The other elephants in this Smart Grid room identified by the judges and the teams playing out their roles included China’s concern about its own security in preventing others hacking the country’s system, as it hires Western firms who have the technological prowess to build out the Smart Grid. Another elephant that Western companies have underestimated is capacity. The grid needs to add enormous transmission capacity at the breakneck pace China will demand. China’s acceptance or nonparticipation in carbon pricing will also speed or slow down the expansion of the power grid.
“With a potential annual value of approximately US$20 billion over the next five years, the onset of the Smart Grid initiative in the PRC represents one of the largest, most strategically important global business opportunities for the coming decades,” commented Denis Simon, professor of International Affairs at the School of International Affairs, Penn State University and senior China advisor to Fuld & Company. “Not only will the Smart Grid project define a potentially new, transformational economic trajectory for China in the energy field, but it also may serve as a catalyst for changing the rules of the road in terms of the way firms compete and cooperate across the global commercial landscape.”

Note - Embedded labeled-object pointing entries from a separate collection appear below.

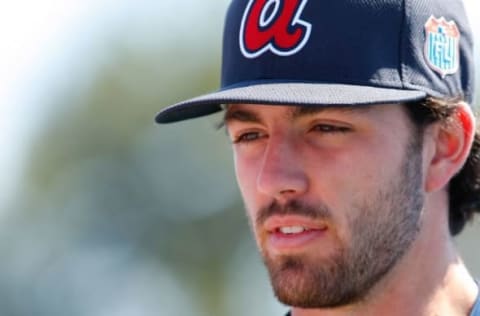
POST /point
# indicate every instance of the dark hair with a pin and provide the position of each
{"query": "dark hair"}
(464, 187)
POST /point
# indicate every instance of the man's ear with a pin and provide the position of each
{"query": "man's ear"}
(450, 147)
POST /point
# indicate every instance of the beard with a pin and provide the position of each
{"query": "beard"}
(384, 228)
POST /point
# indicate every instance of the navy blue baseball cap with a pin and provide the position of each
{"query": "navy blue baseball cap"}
(339, 52)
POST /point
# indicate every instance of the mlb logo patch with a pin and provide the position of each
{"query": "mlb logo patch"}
(442, 45)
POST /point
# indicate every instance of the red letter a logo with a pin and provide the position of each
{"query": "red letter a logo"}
(273, 25)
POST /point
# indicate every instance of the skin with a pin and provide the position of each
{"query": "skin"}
(337, 160)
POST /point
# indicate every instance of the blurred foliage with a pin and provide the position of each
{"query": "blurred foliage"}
(110, 198)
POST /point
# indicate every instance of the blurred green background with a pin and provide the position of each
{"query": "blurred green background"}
(102, 212)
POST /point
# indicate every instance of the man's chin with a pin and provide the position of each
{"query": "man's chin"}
(306, 283)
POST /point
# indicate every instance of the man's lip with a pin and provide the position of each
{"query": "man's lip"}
(274, 223)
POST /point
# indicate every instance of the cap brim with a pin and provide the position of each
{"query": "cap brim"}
(304, 94)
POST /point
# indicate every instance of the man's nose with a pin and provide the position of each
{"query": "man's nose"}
(282, 173)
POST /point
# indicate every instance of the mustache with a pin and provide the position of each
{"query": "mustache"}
(293, 207)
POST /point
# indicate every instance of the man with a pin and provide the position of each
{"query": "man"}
(355, 150)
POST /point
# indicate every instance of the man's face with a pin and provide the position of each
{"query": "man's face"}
(334, 196)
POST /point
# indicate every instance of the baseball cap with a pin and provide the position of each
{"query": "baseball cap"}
(339, 52)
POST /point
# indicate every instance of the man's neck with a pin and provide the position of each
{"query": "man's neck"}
(430, 279)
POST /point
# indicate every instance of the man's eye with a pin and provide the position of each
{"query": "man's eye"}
(327, 128)
(247, 137)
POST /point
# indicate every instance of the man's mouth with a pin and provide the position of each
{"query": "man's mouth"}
(293, 233)
(292, 230)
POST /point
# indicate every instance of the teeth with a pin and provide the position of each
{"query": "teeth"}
(292, 230)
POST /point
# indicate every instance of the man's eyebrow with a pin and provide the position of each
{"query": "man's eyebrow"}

All four teams worked hard to identify how the firms they represented in the War Game could add enough value to the Smart Grid initiative in China to earn profits for their companies. They recognized the need to enter into strong partnerships with Chinese and potentially other Western firms in order to bring a successful package of products and/or services to the table.
The Annual Strategy War Game National Championship, “The Battle for China’s Smart Grid,” was organized by Fuld & Company (http://www.fuld.com/). IBM, Siemens, GE Energy and Cisco were represented by business students from Northwestern’s Kellogg Graduate School of Management, MIT Sloan School of Management, University of Pennsylvania’s Wharton School, and Yale School of Management. Most of the students have worked in energy, technology and/or in China. Last year, the War Game was on “The Battle for Healthcare Information”. By the way, each of our public war games have made successful marketplace predictions each year.
Why our war game on China’s Smart Grid is as much about geo-politics as it is about technology
This coming month we are running a public war game on The Battle for China’s Smart Grid. We have very quickly seen that this is more than a strategic fight of Western companies for a share of a China mega-infrastructure project. It will likely demonstrate how Western companies can succeed in a very fluid China market – where the opportunity is great the the stakes are high.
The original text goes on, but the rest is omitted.